A watershed is a geographic area of land that drains or “sheds” water into a specific waterbody.
Do I Live in a Watershed?
Yes, everyone lives in a watershed. All water/rainfall drains to a specific waterbody. Some water flows across the surface to form streams. Some water goes into the ground and is held in aquifers.
In Steuben County,unconsolidated deposits of glacial sands and gravels are the principle source of groundwater; the Howe Outwash Aquifer System and the Kendallville Aquifer System.
There are 2,110 watersheds in the lower 48 states.

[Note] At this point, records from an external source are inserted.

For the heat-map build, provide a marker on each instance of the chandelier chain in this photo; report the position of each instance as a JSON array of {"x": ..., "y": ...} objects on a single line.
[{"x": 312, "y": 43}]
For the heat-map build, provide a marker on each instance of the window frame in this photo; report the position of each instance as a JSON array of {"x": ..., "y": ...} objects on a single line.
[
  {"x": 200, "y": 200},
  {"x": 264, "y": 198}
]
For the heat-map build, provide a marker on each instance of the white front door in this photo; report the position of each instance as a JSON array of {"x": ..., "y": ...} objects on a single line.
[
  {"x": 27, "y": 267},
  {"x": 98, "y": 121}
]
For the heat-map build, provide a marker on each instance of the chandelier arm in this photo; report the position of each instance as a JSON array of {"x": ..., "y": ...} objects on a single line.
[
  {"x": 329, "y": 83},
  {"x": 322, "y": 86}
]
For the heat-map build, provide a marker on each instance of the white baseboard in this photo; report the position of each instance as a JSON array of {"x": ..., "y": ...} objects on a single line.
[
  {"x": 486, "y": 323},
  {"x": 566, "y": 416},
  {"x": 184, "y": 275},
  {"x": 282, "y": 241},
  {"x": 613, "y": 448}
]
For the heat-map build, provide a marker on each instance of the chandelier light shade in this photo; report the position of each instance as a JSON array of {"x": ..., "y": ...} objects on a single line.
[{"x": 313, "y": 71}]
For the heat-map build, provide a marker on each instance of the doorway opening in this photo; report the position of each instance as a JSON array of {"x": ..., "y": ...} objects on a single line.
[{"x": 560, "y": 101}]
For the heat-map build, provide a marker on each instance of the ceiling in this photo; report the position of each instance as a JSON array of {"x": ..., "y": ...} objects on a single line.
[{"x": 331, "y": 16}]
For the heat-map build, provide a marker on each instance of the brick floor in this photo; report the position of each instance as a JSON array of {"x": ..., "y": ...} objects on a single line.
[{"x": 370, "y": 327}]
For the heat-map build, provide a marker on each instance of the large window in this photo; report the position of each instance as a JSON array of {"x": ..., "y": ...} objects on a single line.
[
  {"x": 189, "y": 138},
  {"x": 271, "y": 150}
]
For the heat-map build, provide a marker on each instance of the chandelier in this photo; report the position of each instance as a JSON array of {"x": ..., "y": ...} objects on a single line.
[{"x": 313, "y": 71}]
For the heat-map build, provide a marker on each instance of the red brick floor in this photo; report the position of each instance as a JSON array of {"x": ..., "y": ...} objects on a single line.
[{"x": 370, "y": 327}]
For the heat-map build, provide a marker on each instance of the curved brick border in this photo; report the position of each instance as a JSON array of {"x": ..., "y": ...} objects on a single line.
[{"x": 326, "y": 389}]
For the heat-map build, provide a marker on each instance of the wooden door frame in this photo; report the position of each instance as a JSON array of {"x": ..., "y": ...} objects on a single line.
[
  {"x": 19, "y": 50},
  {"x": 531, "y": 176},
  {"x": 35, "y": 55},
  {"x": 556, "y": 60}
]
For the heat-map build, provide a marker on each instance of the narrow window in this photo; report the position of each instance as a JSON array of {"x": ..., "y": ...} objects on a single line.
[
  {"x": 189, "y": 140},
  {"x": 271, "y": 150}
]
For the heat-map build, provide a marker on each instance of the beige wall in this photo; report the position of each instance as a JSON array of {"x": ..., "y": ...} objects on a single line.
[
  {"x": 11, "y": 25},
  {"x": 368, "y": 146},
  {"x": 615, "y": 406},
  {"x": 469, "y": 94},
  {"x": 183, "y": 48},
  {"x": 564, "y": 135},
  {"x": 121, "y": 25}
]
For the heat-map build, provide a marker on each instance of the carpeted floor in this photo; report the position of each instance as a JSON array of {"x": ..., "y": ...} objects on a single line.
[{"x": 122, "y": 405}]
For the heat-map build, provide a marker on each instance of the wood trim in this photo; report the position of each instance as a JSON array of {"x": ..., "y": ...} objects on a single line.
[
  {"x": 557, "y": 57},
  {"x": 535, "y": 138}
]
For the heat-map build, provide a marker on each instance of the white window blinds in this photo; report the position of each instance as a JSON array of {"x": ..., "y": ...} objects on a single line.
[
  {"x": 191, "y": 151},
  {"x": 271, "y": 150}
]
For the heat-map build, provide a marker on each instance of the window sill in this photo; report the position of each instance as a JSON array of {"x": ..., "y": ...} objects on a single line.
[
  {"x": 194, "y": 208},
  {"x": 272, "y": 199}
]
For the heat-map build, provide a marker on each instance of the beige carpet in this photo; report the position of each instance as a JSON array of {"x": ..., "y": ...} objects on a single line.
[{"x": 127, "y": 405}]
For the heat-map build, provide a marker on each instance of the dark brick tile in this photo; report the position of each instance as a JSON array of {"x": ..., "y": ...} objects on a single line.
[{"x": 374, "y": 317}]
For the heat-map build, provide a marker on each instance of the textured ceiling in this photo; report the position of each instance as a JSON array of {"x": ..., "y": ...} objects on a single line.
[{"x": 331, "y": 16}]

How are Watersheds Classified?
Watersheds are delineated from largest to smallest. The largest are rivers such as the Mississippi. The smallest are local watersheds. They are delineated as HUC’s, or Hydrologic Unit Codes.
We All Live Downstream
Every place in the county is part of a watershed. If a ditch, stream, or river flows past your house, it keeps moving until it reaches the point where it empties. If we put garbage in a river or pollute a river, the garbage and pollution doesn’t go away. It keeps moving downstream.
People who study water say, “We all live downstream”. This means that the things we do to our water can affect people, plants, and animals that live downstream. In Steuben County, we are the “headwaters” or where the water originates for several watersheds. This means that anything we do to the water has an impact on everything downstream of us. This is why we need to be extra mindful of how we treat the water around us.
Steuben County Watersheds
An Overview
Water that falls and flows through Steuben County eventually drains into the Great Lakes Basin through one of two HUC watersheds, which are called Major Watersheds or HUC-8 watersheds. The two Major Watersheds includes The St. Joseph River (west) – Lake Michigan watershed (indicated in the pink boundary, which flows through South Bend, Indiana and drains into Lake Michigan) and The St. Joseph River (east) – Western Lake Erie Basin watershed (indicated by the blue boundary, which flows through Fort Wayne, Indiana and drains into Lake Erie.
Map provided by Kate Sanders, Indiana State Department of Agriculture
Special aquatic Steuben County homes
Fish Creek
Fish Creek near Hamilton, Indiana is home for 43 different species of fish and 31 species of mussels, three of which are federally endangered: the Clubshell, the Rayed bean, and the Rabbits foot mussel.
Failing Lake
The cisco fish is the only native salmon found in Indiana waters, outside of Lake Michigan. The glacial lakes of northern Indiana are at the southern edge of their North American range. Cisco occur in only seven Indiana Lakes, two of which are in Steuben County, Failing Lake (Gentian Lake of the Pokagon State Park Trine State Recreation Area) and Lake Gage.
Steuben County Waterways
The Ice Age
The distinctive landscape of northern Indiana is a legacy of a continental glacier from the Wisconsin age.
The irregularly shaped hills, bogs, and lakes are underlain by an assortment of materials that melted from a rugged disintegrating ice sheet about 14,000 years ago.